Dakwah Alokatif Pemuda Islam Menghadapi Era Industri 4.0

Oleh: Razikin Juraid

 

ISLAM dan peradaban sudah berdealektika sangat panjang. Ketika Eropa terkungkung di dalam abad kegelapan (Dark Ages) atau abad pertengahan (Middle Ages) yang dalam sejarah Eropa berlangsung dari abad ke-5 sampai abad ke-15 Masehi, Islam sudah kokoh berdiri dengan peradabannya pada Abad ke-7 Masehi di Afrika Utara dan Timur Tengah.

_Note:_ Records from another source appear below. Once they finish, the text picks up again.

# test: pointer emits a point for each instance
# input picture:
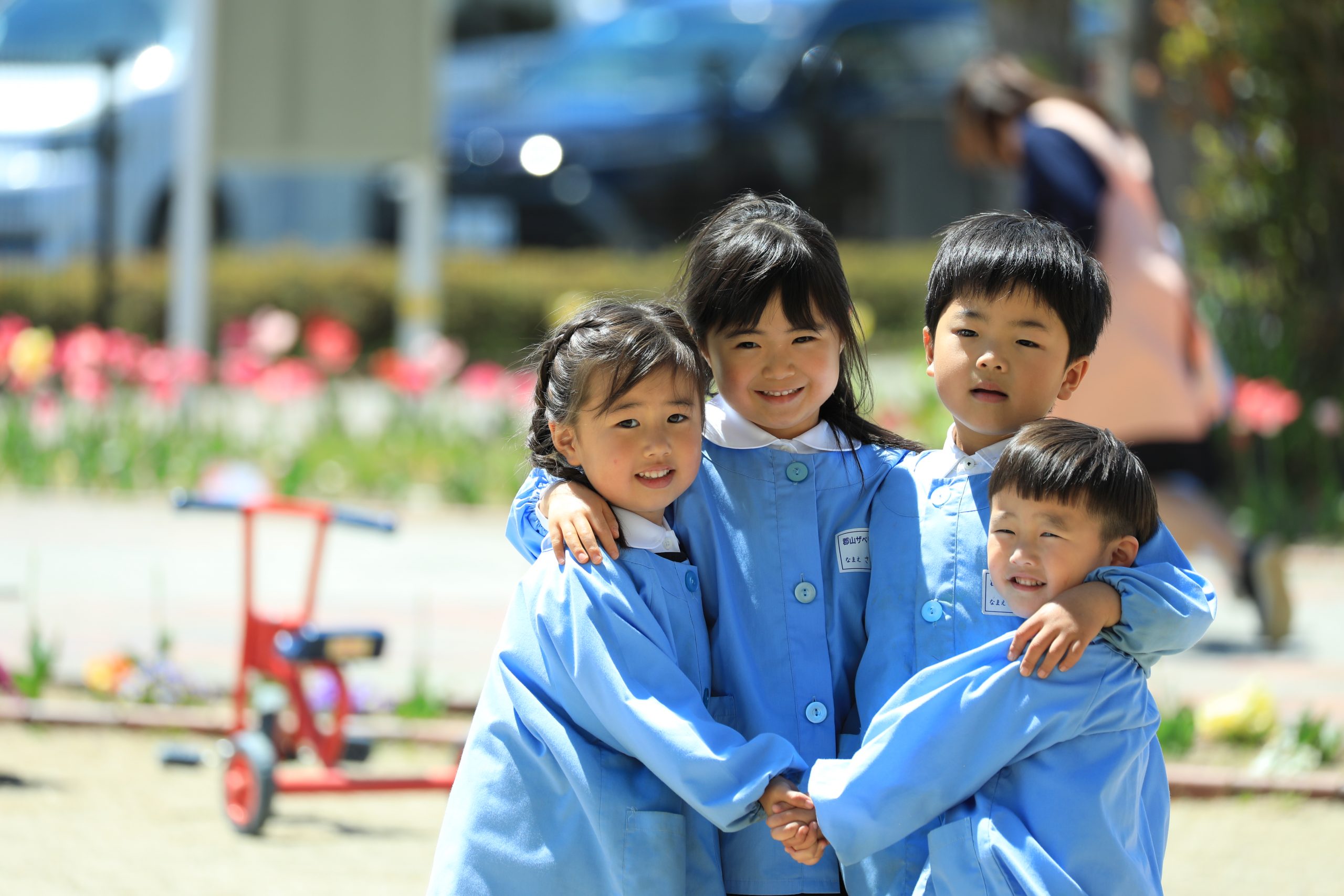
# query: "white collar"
(963, 464)
(728, 429)
(642, 534)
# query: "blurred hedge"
(496, 304)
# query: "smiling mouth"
(779, 395)
(656, 479)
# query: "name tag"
(991, 602)
(853, 551)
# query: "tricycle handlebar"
(185, 500)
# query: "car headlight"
(541, 155)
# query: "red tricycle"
(281, 649)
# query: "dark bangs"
(635, 355)
(1074, 464)
(990, 256)
(728, 282)
(757, 248)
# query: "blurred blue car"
(635, 129)
(639, 128)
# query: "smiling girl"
(593, 765)
(777, 520)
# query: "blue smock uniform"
(1045, 787)
(780, 534)
(593, 757)
(932, 605)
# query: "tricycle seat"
(311, 645)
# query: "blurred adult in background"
(1156, 379)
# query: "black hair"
(625, 340)
(991, 254)
(1055, 460)
(760, 246)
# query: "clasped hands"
(793, 821)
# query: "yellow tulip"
(1245, 715)
(30, 355)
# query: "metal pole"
(105, 150)
(420, 307)
(190, 206)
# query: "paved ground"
(104, 818)
(107, 574)
(101, 818)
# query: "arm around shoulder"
(1166, 606)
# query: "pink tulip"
(84, 347)
(239, 367)
(332, 344)
(402, 374)
(287, 379)
(1264, 406)
(121, 354)
(483, 381)
(444, 358)
(273, 332)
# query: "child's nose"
(990, 361)
(659, 445)
(777, 367)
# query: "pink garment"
(1156, 375)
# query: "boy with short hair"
(1015, 307)
(1059, 785)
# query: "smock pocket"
(655, 853)
(723, 710)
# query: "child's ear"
(1073, 378)
(562, 437)
(1124, 551)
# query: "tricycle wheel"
(249, 782)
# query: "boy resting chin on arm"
(1041, 786)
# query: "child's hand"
(797, 829)
(781, 793)
(810, 855)
(579, 518)
(1062, 629)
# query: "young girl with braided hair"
(593, 765)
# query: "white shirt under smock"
(728, 429)
(952, 461)
(643, 534)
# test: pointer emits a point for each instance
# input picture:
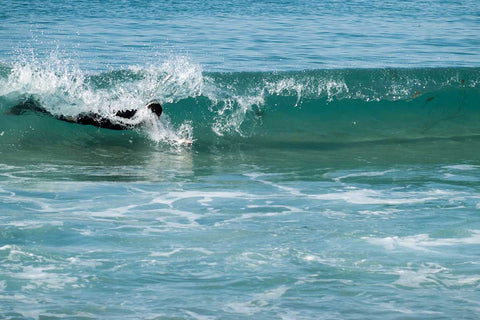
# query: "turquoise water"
(334, 171)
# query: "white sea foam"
(180, 250)
(432, 274)
(369, 196)
(363, 174)
(424, 241)
(258, 302)
(462, 167)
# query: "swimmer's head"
(156, 107)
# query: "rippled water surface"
(333, 173)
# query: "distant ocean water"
(334, 171)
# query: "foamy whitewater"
(314, 160)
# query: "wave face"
(302, 107)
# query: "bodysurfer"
(122, 120)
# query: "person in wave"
(122, 120)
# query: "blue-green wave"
(304, 107)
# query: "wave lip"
(312, 106)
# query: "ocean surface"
(333, 170)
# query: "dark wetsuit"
(89, 118)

Islam begitu jaya dan mewarnai berbagai dinamika global. Islam sangat maju dengan berbagai perkembangan dunia, termasuk ilmu pengetahuan yang telah digali untuk perdamaian umat manusia. Sehingga Islam menyebar dengan pesat dan keterimaannya merata di berbagai belahan dunia.

Dealektika Islam dan peradaban secara khusus direkam dalam dimensi dakwah. Islam tumbuh dengan cara menyebarkan kedamaian, melalui berbagai instrumennya yang sesuai konteks zaman. Termasuk Islam secara univeral diterima karena menjujung tinggi nilai kemanusiaan, menghargai perbedaan, toleransi, kerukunan beragama, dan tidak mendikriminasi apalagi menggunakan kekerasan dalam menebarkan nilai universal Islam.

Sejak 15 Abad yang lalu, nilai-nilai tersebut mengalir dalam nadi dan prinsip dakwah Islam, termasuk Islam yang berkemajuan. Prinsip tersebut jika diperas dapat diambil saripatinya ialah keteladanan atau integritas.

Dalam nadi dan prinsip dakwah Islam Bekemajuan itulah Peradaban manusia saat ini memasuki fase baru. Fase itu disebut sebagai Revolusi Industri 4.0, yang merupakan capaian baru dari peradaban manusia.